Cecil Street buildings considered for sale

The struggling strata office market may have prompted the owners of two adjacent buildings in Cecil Street to consider putting their properties up for sale.

Mr Cheong Sim Lam, whose family developed International Plaza, is understood to be asking $220 million for ICS Building, which is the former Aviva Building.

The 12-storey office building with two basements has a net lettable area of about 6,525 sq m and sits on a 920 sq m freehold site.

Mr Cheong bought 137 Cecil Street from Yi Kai Group and Fission Group shortly after the firms had paid $65 million for the property in July 2009. It is not known how much he paid as the transaction was through a sale of shares.

The owners of neighbouring Cecil House at 139 Cecil Street are also said to be considering selling at an asking price of $150 million.

Vibrant Group and DB2 Group bought the 11-storey office building from Mr Cheong in June last year for $110 million.

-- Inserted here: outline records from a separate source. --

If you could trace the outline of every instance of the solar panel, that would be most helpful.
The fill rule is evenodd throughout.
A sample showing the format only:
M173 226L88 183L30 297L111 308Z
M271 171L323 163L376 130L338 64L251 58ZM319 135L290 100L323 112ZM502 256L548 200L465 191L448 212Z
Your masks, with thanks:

Cecil House sits on a 737 sq m site with about 65 years left on its lease.

A Vibrant Group spokesman said it is waiting for building plans to be approved before it starts alteration work. The plan is to strata-subdivide and sell the property, he said.

Vibrant and DB2 are also part-owners of GSH Plaza, which has sold about 60 out of a total of 259 strata office units since launching in April. The owners are said to have reserved about 40 of these units, while caveats for 17 have been lodged at an average of $3,125 per square foot (psf).

Crown@Robinson, where caveats for eight units have been lodged at an average of $3,513 psf since its launch in April, also reflects the stalling strata office market.

Strata office sales were booming between 2011 and 2013 when many projects were launched. But the implementation of the total debt servicing ratio framework from June 2013 and the completion of some of these projects have constrained the market, said Savills Singapore research head Alan Cheong.

Developers have scaled down unit sizes to keep lump sum prices affordable, he noted. Units at GSH Plaza are priced from sizes of 480 sq ft to 1,700 sq ft, while those at Crown@Robinson are from 592 sq ft to 1,152 sq ft.

Added Mr Cheong: “End users find it challenging to fit into such unit sizes. Some recent completions have caused potential buyers to question if they will be able to find tenants.”

For instance, Paya Lebar Square, where close to 57 per cent of the 556 strata office units are under 550 sq ft, has an occupancy of about 15 per cent. The development was completed in the fourth quarter of last year.